Modern students are also required to sign attendance registers at lectures, make authorship declarations when submitting every assignment, and even produce a copy of a death certificate if missing a class to attend a family funeral.
Then there is the growth of learning analytics. These systems track every movement that students make around the physical and virtual campus. Few students are even aware that statistics are being collected about them on this basis, let alone what the purpose is. While academics must jump through hoops to gain ethical approval for any small-scale research project, institutions are collecting large datasets about students without their knowledge or permission.
There is no doubt that some students do deliberately try to cheat to gain an unfair advantage. Like any group in society, including academic staff, there will always be some who seek to find an illicit shortcut to success. But is there any real evidence that students are any less trustworthy now than in the past? According to received wisdom, the internet has made cheating more common, but a 2012 study of doctoral students showed that incidences of plagiarism have actually fallen since the early to mid-1990s. There is also the question of intent. A large-scale European-wide study from 2014 concluded that the majority of student plagiarism is accidental. As with all moral panics, we seem to have lost all sense of proportion.
Mass higher education means that we now have many more students, and therefore more instances of plagiarism. The numbers remain proportionately low, but the anonymity brought about by massification has made it much easier for students, as a body, to be distrusted. They are much less likely to be known to their lecturers; they are barely a face, let alone a name, on the crowded modern campus.
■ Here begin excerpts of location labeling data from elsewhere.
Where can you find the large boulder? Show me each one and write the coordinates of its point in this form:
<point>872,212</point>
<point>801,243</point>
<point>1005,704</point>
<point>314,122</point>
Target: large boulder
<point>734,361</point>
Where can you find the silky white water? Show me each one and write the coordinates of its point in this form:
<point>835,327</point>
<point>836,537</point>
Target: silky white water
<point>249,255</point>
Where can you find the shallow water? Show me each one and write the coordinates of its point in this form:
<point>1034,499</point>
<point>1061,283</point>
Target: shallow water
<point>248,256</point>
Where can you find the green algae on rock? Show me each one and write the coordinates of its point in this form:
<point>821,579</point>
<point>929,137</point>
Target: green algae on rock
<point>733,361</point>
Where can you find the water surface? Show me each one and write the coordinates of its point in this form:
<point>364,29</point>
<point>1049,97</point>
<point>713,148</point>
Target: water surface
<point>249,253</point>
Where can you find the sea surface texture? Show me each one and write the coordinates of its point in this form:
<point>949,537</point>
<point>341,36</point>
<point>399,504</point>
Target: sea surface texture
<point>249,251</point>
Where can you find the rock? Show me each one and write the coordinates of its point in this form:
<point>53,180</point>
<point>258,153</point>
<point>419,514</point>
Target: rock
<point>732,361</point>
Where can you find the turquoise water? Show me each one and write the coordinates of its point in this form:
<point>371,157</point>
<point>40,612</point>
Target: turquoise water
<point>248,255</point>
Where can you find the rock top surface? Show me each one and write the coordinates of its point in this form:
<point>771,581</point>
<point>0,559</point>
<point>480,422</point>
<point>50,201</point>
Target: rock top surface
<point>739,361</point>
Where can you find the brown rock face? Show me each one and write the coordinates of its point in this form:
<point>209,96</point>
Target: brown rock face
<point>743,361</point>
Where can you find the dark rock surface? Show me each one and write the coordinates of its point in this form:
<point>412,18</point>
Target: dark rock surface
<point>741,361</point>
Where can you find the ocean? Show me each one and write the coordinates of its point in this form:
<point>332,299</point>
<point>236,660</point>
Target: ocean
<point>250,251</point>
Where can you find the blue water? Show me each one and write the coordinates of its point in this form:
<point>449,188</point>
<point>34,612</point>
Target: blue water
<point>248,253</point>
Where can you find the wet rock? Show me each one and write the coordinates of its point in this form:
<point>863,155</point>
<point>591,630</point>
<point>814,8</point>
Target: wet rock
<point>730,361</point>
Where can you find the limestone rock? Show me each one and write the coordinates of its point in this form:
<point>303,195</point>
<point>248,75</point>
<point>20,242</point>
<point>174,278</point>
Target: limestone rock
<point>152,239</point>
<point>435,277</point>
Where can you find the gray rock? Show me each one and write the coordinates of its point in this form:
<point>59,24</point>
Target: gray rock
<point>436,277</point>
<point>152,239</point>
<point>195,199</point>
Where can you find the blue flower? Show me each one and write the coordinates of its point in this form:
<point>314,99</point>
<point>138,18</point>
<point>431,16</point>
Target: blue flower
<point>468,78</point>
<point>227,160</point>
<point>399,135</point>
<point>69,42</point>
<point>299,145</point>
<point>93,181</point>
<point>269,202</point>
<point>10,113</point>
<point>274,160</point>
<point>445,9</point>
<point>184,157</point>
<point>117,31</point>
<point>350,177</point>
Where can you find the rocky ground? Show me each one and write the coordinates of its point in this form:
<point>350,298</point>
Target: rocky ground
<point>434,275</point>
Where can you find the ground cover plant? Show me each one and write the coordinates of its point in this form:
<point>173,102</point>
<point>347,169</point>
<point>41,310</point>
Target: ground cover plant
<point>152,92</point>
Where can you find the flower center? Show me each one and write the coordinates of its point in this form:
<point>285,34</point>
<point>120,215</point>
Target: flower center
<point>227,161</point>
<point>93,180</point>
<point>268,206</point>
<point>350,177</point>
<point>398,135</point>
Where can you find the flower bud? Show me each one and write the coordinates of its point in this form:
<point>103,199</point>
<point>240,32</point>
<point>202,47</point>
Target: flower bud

They are more likely to be identified through their ID number on an online learning platform. They lack a sympathetic, trustworthy human face.
The same dynamic is at work when established communities fear immigrant communities – until they get to know, at a personal level, some of the individuals they contain. It is the basis for discriminatory treatment.
Students are not even trusted any more to learn without being kept under constant surveillance. This is why academic non-achievements, such as their lecture attendance or their “participation” in class, are now graded. In 1963, the UK's Hale Committee on University Teaching Methods argued that the long university vacations were essential to helping students develop intellectual independence. Things have now come full circle, with the Conservative government planning to introduce two-year degrees: an indication of just how little they trust students to learn independently, without a lecture timetable to obey.
Recently, one of my more earnest students asked me whether she was allowed to say anything in an essay without providing a reference. This is a shocking indication of the extent to which modern students feel intellectually shackled by universities’ paranoid policies around plagiarism, which assume that no student could have an original thought. Nor are levels of trust helped by defensive institutional policies more generally, which cast students as customers in an exchange relationship.
Like all moral panics, fears about the level and effects of student cheating are being blown out of all proportion. We need to call off the witch-hunt and trust in the capacity of our students to learn. Otherwise, we risk turning them into docile and ultra-cautious pedants, rather than lovers of discovery and creativity.
Bruce Macfarlane is professor of higher education at the University of Southampton.